Sometimes I'll get some overrun but when they're pure, they really take off.


----------



## porkchoplc (Aug 12, 2009)

So should I back off the 4 brakes and go down to 3, possibly 2? Im guessing the thumb knob controls the speed of the line, and the star controls drag? Im not sure how my thumb knob is set, but should I tighten it all the way and gradually work it back out? Currently its spooled with Sufix Elite 14lb. Decent line or should I put something else on?


----------



## porkchoplc (Aug 12, 2009)

Note: I am not casting when I click the reel button, just simply sitting there and letting the line/lure drop to the floor. Wanted to clarify.


----------



## Whitebassfisher (May 4, 2007)

For the drop test you are doing, you need to tighten the "knob" that puts pressure on the side of the spool. It is roughly a 1/2 or 3/4 inch knob at the end of the spool under the star drag. Adjust it so that the lure falls slowly in free spool. The star drag is only for drag to wear fish down. Leave the 4 weights for now, that is fine. Just get the spool knob right and start practice with an ounce. I promise it will be easier with a heavy weight to start. Your thumb will catch on quickly.

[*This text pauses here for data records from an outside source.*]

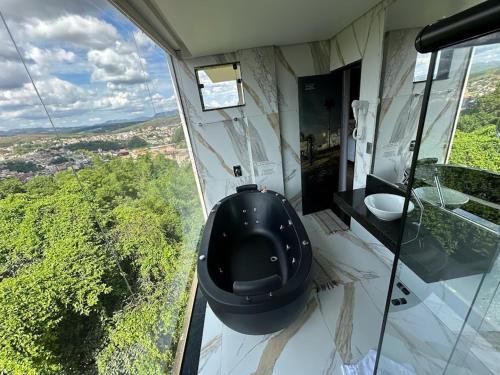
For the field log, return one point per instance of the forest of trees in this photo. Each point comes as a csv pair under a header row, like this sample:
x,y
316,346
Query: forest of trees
x,y
477,142
95,266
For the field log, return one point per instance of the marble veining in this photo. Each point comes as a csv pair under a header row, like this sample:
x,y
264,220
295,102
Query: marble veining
x,y
252,141
330,325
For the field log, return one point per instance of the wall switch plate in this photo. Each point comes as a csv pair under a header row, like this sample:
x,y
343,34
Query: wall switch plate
x,y
369,148
237,171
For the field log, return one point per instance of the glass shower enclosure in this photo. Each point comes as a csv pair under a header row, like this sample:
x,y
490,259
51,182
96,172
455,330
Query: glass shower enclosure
x,y
443,314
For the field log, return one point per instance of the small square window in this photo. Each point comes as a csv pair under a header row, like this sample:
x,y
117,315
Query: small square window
x,y
220,86
443,65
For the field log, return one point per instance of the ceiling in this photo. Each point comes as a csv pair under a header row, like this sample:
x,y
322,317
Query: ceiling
x,y
201,27
404,14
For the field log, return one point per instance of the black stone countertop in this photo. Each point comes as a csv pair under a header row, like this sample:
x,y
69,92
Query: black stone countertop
x,y
352,203
423,252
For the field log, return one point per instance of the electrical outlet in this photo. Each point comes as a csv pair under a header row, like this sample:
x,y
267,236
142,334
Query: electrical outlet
x,y
412,146
237,171
369,148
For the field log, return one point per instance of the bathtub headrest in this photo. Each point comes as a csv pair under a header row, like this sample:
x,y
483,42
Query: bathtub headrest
x,y
255,287
241,188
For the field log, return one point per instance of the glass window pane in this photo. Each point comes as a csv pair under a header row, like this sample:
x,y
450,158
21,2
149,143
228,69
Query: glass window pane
x,y
220,86
99,209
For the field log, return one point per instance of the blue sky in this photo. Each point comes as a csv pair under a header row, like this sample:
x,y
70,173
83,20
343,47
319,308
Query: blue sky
x,y
89,63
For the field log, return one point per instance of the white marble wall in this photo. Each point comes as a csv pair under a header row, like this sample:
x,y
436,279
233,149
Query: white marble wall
x,y
219,142
362,40
401,103
292,62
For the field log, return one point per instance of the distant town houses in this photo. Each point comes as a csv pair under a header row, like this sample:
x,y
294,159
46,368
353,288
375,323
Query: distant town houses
x,y
48,155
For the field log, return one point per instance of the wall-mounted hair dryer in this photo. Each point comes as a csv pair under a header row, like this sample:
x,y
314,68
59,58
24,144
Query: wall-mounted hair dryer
x,y
359,106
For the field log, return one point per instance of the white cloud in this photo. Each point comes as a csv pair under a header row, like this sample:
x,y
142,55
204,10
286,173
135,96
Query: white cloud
x,y
49,56
86,69
112,66
13,75
81,31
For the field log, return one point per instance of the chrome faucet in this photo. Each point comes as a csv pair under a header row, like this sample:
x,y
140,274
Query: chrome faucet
x,y
438,187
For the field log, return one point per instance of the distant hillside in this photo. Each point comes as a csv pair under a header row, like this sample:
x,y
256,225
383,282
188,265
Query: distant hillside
x,y
160,119
481,83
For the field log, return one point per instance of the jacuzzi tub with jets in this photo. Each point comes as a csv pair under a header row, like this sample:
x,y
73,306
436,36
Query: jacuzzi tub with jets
x,y
254,261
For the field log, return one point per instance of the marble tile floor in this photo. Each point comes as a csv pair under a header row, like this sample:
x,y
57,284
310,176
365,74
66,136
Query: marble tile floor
x,y
342,320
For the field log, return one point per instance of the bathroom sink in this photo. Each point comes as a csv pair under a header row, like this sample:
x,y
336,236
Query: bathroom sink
x,y
387,206
451,197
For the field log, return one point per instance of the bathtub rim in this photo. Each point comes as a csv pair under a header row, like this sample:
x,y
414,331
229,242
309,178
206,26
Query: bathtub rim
x,y
294,287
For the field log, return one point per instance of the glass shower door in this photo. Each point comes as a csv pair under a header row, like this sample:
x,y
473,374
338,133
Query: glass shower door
x,y
443,315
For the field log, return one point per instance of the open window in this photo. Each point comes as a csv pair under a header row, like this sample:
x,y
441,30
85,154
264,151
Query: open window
x,y
220,86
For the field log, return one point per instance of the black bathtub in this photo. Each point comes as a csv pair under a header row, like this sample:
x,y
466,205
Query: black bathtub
x,y
254,261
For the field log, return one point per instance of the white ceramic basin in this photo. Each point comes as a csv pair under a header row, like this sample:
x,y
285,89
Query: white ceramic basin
x,y
387,206
451,197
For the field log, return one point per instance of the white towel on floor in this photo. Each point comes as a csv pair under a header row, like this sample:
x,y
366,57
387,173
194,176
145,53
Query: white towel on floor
x,y
386,366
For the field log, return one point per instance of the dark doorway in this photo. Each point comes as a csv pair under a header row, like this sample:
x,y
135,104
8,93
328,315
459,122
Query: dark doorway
x,y
325,120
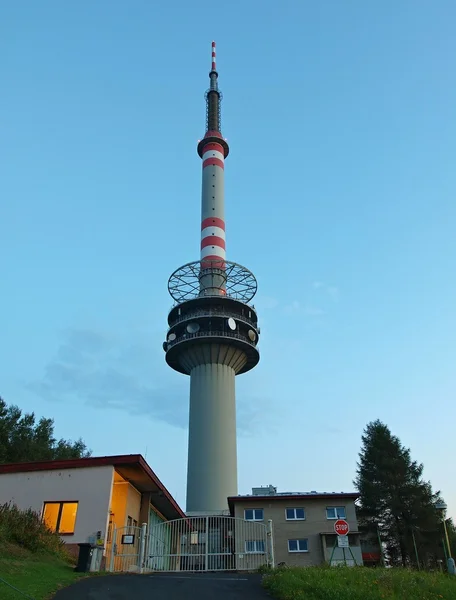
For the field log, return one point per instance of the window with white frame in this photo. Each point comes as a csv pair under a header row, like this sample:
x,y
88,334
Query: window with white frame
x,y
335,512
253,514
298,545
254,547
295,514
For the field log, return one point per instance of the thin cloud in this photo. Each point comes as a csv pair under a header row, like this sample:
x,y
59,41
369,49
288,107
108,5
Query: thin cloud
x,y
116,372
331,290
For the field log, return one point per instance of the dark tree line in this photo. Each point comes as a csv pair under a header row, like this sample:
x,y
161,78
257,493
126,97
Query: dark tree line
x,y
24,439
397,504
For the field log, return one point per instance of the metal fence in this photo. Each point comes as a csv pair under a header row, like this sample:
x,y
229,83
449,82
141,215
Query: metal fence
x,y
212,543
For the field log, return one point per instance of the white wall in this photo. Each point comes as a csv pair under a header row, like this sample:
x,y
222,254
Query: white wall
x,y
91,487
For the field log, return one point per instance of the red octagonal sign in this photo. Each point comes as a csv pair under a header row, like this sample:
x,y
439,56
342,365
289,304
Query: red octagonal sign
x,y
341,527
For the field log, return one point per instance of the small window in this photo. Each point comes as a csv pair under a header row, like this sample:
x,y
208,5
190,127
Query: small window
x,y
254,547
335,512
253,514
60,516
298,546
295,514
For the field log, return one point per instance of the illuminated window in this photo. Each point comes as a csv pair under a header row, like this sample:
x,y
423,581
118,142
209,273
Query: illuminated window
x,y
60,516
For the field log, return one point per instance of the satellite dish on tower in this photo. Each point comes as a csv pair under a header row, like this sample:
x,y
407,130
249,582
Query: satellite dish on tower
x,y
231,323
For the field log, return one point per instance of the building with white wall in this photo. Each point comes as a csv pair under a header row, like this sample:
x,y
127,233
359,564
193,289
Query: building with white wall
x,y
83,499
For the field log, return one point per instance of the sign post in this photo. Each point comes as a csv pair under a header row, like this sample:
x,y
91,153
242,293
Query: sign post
x,y
341,527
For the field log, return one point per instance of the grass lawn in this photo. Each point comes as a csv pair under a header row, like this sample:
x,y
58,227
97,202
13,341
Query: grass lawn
x,y
38,575
345,583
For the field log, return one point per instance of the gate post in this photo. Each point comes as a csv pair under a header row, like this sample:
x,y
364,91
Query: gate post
x,y
271,544
113,547
207,544
142,547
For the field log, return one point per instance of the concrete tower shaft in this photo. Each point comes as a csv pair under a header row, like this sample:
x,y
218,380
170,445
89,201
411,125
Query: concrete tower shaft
x,y
213,330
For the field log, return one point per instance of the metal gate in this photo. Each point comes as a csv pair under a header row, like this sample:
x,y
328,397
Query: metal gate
x,y
216,543
126,550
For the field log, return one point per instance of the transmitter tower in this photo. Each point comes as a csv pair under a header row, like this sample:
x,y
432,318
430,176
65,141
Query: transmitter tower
x,y
213,330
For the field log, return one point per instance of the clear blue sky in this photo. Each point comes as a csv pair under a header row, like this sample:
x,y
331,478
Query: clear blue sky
x,y
340,197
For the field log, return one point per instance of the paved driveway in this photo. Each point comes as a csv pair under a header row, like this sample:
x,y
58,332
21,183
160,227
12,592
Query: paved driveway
x,y
210,586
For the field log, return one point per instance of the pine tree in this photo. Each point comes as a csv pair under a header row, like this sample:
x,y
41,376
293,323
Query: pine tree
x,y
23,439
395,501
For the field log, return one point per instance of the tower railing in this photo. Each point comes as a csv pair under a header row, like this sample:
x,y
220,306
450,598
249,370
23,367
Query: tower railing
x,y
214,313
214,334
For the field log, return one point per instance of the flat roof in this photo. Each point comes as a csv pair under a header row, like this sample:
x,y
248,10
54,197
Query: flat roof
x,y
232,500
131,467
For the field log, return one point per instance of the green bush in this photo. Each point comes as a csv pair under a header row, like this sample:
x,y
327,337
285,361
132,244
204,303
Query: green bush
x,y
26,529
358,583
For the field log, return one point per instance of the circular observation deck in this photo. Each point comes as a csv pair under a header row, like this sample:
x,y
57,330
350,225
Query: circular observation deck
x,y
214,323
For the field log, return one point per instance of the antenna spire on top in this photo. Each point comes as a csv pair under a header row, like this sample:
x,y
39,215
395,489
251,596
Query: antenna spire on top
x,y
214,66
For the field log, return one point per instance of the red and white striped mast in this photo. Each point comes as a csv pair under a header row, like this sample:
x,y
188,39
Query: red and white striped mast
x,y
213,330
213,149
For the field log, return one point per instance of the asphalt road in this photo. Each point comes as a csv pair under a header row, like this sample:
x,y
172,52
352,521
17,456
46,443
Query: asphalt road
x,y
210,586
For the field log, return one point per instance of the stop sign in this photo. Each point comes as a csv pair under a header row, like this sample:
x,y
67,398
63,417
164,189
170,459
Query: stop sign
x,y
341,527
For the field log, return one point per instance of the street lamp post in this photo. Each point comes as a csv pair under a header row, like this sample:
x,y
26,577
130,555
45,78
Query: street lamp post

As for line, light line cast easier than heavy. Limp line cast easier than stiff line. Fresh line that does not have memory loops cast easier than old line with memory loops. Memory loops can be stretched out of mono though.

My guess is your biggest problem right now is starting out with only a 1/4 ounce. Your thumb will catch on fast if you start with something heavy.


----------



## porkchoplc (Aug 12, 2009)

This is the first baitcast reel I have owned...although I have fished with an Abu Garcia baitcast. I was getting backlashes every 4 or 5 casts but then again it was also a cylinder style baitcast. Not sure if that makes a difference. Plus it was already set up.


----------



## huntingjman73 (Jul 27, 2010)

Like suggested, use the freespool adjustment on the right side of the reel. Adjust it so the weight free falls slowly. As you get better you can adjust for a faster free fall. This needs to be adjusted for each lure used. Once you get the hang of it you will be fine. After many practice throws you can then go for the two handed birds nest special Good luck


----------



## goodwood (Mar 30, 2009)

porkchoplc said:


> So should I back off the 4 brakes and go down to 3, possibly 2? Im guessing the thumb knob controls the speed of the line, and the star controls drag? Im not sure how my thumb knob is set, but should I tighten it all the way and gradually work it back out? Currently its spooled with Sufix Elite 14lb. Decent line or should I put something else on?


more thumb.  if you train your thumb to do all the adjustments you won't have to worry about brakes, bait, or wind.

If your line is mono it's easier to manage with backlashes since it's thicker. I prefer braid. but braid can be too much to deal with for someone who's adjusting to baitcast.

might be a little easier on your thumb to wet the line.


----------